La recensione
La speranza nel Sud di «Bar Giuseppe»: da oggi su Rai Play il film di Giulio Base
Girato in Puglia, Ivano Marescotti è protagonista di una metafora evangelica e anti-razzista
È possibile rinnovare il principio-speranza? Quale è la radice dell’amore? Siamo capaci di riconoscere la salvazione nella grazia di un incontro? Campo Base in Puglia per le domande radicali. Si scherza, ma neanche tanto, considerando che Bar Giuseppe, il nuovo film di Giulio Base dopo il premiatissimo Il banchiere anarchico tratto da Pessoa nel 2017, è una rivisitazione delicata e potente della parabola di san Giuseppe sullo sfondo delle migrazioni e del razzismo nell’Italia dei nostri giorni. Girato in gran parte a Bitonto e nel suggestivo «vuoto» di Loconia nei pressi di Canosa (con scene a Palo del Colle, Terlizzi e Lavello), Bar Giuseppe è stato presentato al Festival di Roma e da oggi 28 maggio sarà visibile gratuitamente sulla piattaforma di RaiPlay nell’ambito di «La Rai con il cinema italiano», un ciclo di otto film ch’erano pronti ad uscire in sala mentre piombavamo nel grande letargo da Covid 19.
Diciamo subito che Base ha realizzato un’opera preziosa anche per l’immagine della Puglia, finalmente estranea all’ebbrezza para-turistica di certe commediole sciué sciué. Qui infatti il nostro Sud è restituito all’orizzonte terragno eppur metafisico che gli è proprio, quell’incrocio di contraddizioni sociali e utopie celestiali già scandagliato sullo schermo da Sergio Rubini, Gianni Amelio, Ermanno Olmi, Daniele Vicari... Una terra dell’innocenza perduta che forse è possibile ritrovare, stando al protagonista Ivano Marescotti, magnifico nel contenere ed elaborare in silenzio i conflitti interiori e le schermaglie familiari. È lui Giuseppe, il titolare di un bar-benzinaio collocato simbolicamente fra la Murgia e l’Ofanto, una frontiera frequentata da esuli extracomunitari e animata da un afflato quasi «balcanico» di danze gitane un po’ alla Kusturica (la colonna sonora è di Pietro Freddi). Ultrasessantenne rimasto vedovo con due figli adulti (il panettiere Nicola Nocella e lo sfaccendato Michele Morone), Giuseppe è pronto ad accogliere come aiutante nella stazione di servizio e poi fra le mura domestiche la giovanissima profuga africana Bikira, che ha il candore dell’attrice esordiente Virginia Diop, romana di padre senegalese.

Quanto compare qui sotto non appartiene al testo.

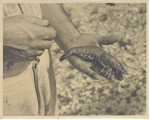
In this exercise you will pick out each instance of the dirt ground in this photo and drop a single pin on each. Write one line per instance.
(79, 94)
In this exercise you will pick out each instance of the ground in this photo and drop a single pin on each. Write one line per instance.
(79, 94)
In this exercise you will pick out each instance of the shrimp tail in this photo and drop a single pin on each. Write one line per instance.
(66, 55)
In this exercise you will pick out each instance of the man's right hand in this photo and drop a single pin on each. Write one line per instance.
(26, 37)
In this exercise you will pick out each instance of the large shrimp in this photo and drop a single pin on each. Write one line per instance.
(99, 58)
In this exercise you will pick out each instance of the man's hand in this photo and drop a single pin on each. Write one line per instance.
(90, 40)
(26, 37)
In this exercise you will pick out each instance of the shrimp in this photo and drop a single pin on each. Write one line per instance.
(96, 55)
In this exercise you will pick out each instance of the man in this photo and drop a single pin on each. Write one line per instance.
(29, 81)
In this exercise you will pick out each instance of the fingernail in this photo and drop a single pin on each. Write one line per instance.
(46, 21)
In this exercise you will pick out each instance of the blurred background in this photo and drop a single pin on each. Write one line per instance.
(79, 94)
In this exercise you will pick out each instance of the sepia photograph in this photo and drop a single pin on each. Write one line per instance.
(75, 59)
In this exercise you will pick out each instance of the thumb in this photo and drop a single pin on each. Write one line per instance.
(107, 40)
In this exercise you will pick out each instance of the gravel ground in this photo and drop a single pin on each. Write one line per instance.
(80, 95)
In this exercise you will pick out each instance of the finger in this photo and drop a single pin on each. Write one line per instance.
(107, 40)
(45, 33)
(36, 20)
(31, 58)
(49, 33)
(39, 52)
(40, 44)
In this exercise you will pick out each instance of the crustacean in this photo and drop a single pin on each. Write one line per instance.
(103, 63)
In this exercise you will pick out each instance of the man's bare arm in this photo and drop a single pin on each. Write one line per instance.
(63, 25)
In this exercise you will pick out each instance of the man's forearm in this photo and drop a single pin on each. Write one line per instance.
(59, 20)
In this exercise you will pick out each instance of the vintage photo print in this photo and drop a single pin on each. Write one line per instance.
(76, 59)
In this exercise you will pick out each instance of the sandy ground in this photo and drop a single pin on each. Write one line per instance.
(79, 94)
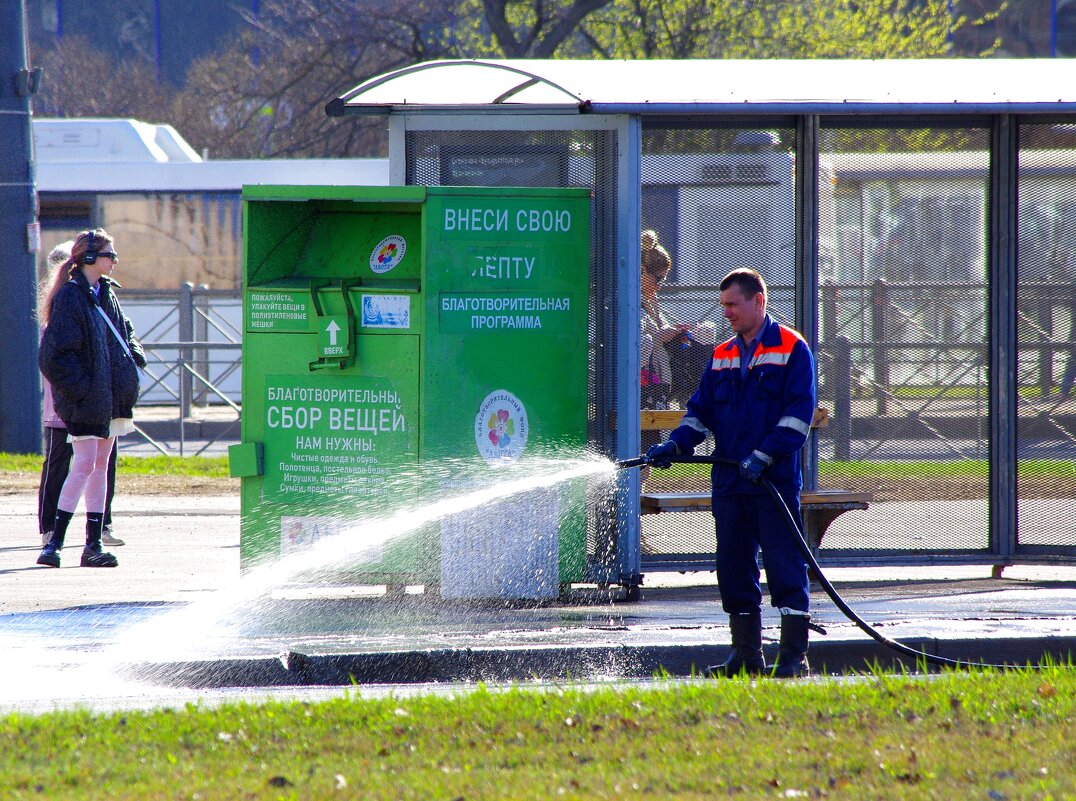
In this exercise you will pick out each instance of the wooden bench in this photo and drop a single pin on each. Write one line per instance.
(819, 507)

La ragazza, conquistata dalla bontà di Giuseppe, gli chiederà di prenderla in moglie e le nozze avranno luogo sfidando i pregiudizi dei paesani, nonché l’ostilità dei figli dell’anziano sposo. Il resto sarà bene non rivelarlo, sebbene sui Vangeli vi dovrebbe essere poco da... spoilerare. Il cinquantacinquenne Giulio Base, che per il soggetto di Bar Giuseppe ieri ha ottenuto la candidatura ai Nastri d’Argento, si è ispirato a un testo del cardinale Gianfranco Ravasi sul padre di Gesù ed è un autore, oltretutto forte di una seconda laurea in Teologia, attratto dalla dimensione mistica quanto dalla storia e dalla letteratura (ha appena concluso le riprese di un film sulla Shoah, Un cielo stellato sopra il ghetto di Roma). Del resto, in Bar Giuseppe s’intravedono fra i rari volumi nella dimora del protagonista il Meridiano di Kerouac e Il regno di Emmanuel Carrère, in cui lo scrittore francese «ripercorre da investigatore i sentieri del Nuovo Testamento».
Prodotto da «One More Pictures» di Manuela Cacciamani con Rai Cinema e con il sostegno di Apulia Film Commission, il film si avvale di contributi di pregio sia nel cast (segnaliamo la palermitana Selene Caramazza nel ruolo della moglie del pugliese Nocella, a sua volta bravissimo) sia nelle collaborazioni artistiche della scenografa Isabella Angelini che valorizza al massimo gli scorci pugliesi o del direttore della fotografia Giuseppe Riccobene, capace di dar corpo a una luce crepuscolare e vivissima nella landa quasi desertica scelta da Base (la kènosis di Cristo è svuotamento, spoliazione).
Il prossimo titolo su RaiPlay è La rivincita di Leo Muscato, prodotto da Cesare Fragnelli e girato a Martina Franca, in programma dal 4 giugno.